Heyra dan Yeroi melangkahkan kaki, berjalan ke arah kebun pisang. Tidak tahu lokasi milik siapa, yang jelas ingin menumpang istirahat.


"Kita ambil pisang ini saja yuk, aku sudah tidak punya bekal." ajak Milraes.


"Iya boleh, boleh. Cepat kita masukan kantong kresek" jawab Zinei.


"Nanti kita malah menambah masalah baru." Heyra tampak mempertimbangkan hal tersebut.


"Tidak apa-apa, lagipula kita sedang kepepet." Yeroi ingin meyakinkan Heyra, apa yang akan dilakukannya.


Yeroi menebang batang pisang, lalu mengambil setandan buah segar untuk Heyra. Zinei menyusun batang pisang, untuk diikat satu dengan yang lain.


"Untuk apa kamu menyatukan dua batang ini?" tanya Milraes.


"Ini untuk berlayar, agar tidak menghambat perjalanan." jawab Zinei seadanya.


"Maksudnya, kamu mau buat rakit dari batang pisang?" Milraes memastikan apa yang terlintas di pikiran.


"Iya, tepat sekali dugaan kamu." Zinei membenarkan hal tersebut.


Yeroi membantu mengikat batang pisang, supaya bersatu dengan yang lain. Dibawa ke tengah laut, dengan cara didorong. Belum mencapai ke tempat tujuan, sudah didatangi kelompok suku pedalaman.


"Heyra awas!" Yeroi menarik tubuh Heyra, agar dia terlindungi.

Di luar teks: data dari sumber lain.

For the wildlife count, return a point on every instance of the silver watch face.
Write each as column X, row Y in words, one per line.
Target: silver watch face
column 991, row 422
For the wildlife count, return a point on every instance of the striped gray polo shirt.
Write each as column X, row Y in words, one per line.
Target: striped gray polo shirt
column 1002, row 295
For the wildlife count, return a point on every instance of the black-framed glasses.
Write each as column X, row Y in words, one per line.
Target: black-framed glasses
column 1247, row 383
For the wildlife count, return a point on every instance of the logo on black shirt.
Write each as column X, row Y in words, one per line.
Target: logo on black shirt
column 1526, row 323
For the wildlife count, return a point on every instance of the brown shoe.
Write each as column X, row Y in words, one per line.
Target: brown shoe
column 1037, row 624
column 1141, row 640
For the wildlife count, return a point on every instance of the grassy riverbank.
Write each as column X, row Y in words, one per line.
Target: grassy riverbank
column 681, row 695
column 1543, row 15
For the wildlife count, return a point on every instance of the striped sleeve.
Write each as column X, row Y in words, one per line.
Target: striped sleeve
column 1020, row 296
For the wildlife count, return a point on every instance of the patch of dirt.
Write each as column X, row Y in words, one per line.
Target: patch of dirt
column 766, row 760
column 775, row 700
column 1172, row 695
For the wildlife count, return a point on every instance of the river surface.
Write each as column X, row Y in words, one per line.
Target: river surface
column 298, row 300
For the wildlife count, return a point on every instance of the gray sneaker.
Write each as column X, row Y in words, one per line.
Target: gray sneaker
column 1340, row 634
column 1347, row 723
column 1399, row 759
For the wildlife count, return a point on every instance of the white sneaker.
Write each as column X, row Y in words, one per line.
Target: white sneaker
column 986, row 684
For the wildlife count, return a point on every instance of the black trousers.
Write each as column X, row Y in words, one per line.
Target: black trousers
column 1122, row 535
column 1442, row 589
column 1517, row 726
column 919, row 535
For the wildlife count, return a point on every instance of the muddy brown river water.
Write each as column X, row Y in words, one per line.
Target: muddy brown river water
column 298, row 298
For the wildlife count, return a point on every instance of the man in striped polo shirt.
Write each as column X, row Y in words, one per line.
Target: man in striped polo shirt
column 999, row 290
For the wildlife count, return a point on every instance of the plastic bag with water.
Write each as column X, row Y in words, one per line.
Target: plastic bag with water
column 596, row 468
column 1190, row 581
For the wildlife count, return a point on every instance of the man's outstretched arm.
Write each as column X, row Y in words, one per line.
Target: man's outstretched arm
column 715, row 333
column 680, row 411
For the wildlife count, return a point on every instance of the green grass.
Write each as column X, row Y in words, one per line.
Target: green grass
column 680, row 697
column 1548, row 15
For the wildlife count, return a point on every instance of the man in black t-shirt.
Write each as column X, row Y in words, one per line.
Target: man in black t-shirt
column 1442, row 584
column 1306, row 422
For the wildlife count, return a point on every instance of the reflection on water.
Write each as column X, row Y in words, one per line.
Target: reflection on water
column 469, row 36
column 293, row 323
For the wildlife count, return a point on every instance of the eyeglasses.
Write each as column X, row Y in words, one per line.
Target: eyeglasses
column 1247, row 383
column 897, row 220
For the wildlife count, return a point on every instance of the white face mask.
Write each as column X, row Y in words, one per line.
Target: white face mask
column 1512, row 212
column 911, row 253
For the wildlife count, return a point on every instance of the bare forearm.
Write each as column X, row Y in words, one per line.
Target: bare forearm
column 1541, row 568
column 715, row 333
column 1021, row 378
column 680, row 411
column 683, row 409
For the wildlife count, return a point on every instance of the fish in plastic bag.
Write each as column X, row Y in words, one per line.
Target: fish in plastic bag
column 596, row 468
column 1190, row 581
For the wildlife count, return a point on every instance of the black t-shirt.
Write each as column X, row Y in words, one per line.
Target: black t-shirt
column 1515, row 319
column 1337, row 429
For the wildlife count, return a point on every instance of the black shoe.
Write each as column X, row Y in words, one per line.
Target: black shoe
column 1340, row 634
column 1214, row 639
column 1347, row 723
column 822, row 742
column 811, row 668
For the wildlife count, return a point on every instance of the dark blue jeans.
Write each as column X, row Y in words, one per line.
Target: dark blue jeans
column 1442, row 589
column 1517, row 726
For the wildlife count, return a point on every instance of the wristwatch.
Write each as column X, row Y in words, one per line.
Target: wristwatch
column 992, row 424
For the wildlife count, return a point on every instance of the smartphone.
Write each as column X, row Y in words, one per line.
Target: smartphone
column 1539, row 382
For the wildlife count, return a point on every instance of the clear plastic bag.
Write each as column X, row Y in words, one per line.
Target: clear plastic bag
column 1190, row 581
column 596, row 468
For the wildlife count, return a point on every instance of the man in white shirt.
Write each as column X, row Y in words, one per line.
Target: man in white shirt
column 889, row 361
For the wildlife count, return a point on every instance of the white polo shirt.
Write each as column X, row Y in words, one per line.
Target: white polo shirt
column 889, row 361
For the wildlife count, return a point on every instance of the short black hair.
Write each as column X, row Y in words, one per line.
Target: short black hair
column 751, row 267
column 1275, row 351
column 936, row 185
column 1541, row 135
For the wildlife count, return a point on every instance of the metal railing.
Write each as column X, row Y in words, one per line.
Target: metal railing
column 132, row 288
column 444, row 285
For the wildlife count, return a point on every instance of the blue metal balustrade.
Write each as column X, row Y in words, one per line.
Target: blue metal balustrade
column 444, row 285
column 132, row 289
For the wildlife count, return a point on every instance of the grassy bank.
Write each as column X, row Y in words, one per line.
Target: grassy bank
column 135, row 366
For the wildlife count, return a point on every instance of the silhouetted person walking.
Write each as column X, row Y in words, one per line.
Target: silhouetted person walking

Heyra memeluk Yeroi, refleks terkejut dengan tombak yang melayang. "Terima kasih, karena kamu telah menyelamatkan aku."


Mereka berempat sembunyi di balik pohon besar, lalu memulai serangan peluru. Pistol sengaja ditembakkan ke segala penjuru, dan orang suku pedalaman mendorong busur panah dengan teliti.


"Awww!" Tangan Zinei sempat terluka, sampai pistol di tangannya terjatuh.


Milraes mengambilnya, giliran ingin menembak balik.